Learning how to write robust SQL queries and scheduling them on a workflow management platform like Airflow will make you extremely desirable as a data scientist, hence why it’s point #1.

Why? There are many reasons:

  1. Flexibility: companies like data scientists who can do more than just model data. Companies LOVE full-stack data scientists. If you’re able to step in and help build core data pipelines, you’ll be able to improve the insights that are gathered, build stronger reports, and ultimately make everyone’s lives easier.
  2. Independence: there will be instances where you need a table or view for a model or a data science project that does not exist. Being able to write robust pipelines for your projects instead of relying on data analysts or data engineers will save you time and make you more valuable.
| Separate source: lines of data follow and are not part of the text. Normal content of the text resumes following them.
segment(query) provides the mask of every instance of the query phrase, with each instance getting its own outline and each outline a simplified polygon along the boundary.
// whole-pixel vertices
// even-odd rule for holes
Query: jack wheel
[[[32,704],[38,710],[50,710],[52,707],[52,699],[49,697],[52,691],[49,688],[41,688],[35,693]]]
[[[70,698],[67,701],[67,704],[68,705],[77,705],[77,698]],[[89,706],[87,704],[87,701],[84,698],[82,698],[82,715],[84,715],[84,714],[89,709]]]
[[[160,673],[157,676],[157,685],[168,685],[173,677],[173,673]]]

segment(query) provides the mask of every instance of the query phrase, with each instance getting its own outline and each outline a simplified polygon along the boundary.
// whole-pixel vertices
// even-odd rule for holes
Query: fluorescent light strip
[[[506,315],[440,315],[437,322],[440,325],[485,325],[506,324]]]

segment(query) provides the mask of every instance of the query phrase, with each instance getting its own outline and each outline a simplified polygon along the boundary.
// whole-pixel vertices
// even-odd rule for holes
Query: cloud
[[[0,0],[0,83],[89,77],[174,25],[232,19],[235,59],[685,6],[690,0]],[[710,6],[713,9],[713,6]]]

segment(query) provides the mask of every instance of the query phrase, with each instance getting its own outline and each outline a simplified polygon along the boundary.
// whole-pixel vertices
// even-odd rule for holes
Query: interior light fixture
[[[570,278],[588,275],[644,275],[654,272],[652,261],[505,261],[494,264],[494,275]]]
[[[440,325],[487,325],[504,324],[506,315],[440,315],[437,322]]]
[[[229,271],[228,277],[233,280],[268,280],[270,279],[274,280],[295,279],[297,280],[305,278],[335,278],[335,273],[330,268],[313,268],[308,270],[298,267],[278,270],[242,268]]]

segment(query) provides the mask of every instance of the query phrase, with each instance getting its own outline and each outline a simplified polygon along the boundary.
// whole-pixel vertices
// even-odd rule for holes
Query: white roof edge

Therefore, you MUST be an expert at SQL as a data scientist. There are no exceptions.

Resources

A Complete 15 Week Curriculum to Master SQL for Data Science

Mode SQL Tutorial | – Mode


2. Data Wrangling / Feature Engineering

Whether you’re building models, exploring new features to build, or performing deep dives, you’ll need to know how to wrangle data.

Data Wrangling means transforming your data from one format to another.

Feature Engineering is a form of data wrangling but specifically refers to extracting features from raw data.

It doesn’t necessarily matter how you manipulate your data, whether you use Python or SQL, but you should be able to manipulate your data however you like (within the parameters of what is possible of course).

Resources

Fundamental Techniques of Feature Engineering for Machine Learning

Discover Feature Engineering, How to Engineer Features and How to Get Good at It – Machine Learning…


3. Version Control

When I say "version control", I’m specifically referring to GitHub and Git. Git is the main version control system used in the world, and GitHub is essentially a cloud-based repository for files and folders.

While Git is not the most intuitive skill to learn at first, it’s essential to know for almost every single coding-related role. Why?

  • It allows you to collaborate and work on projects in parallel with others
  • It keeps track of all versions of your code (in case you need to revert to older versions)

Take the time to learn Git. It will take you far!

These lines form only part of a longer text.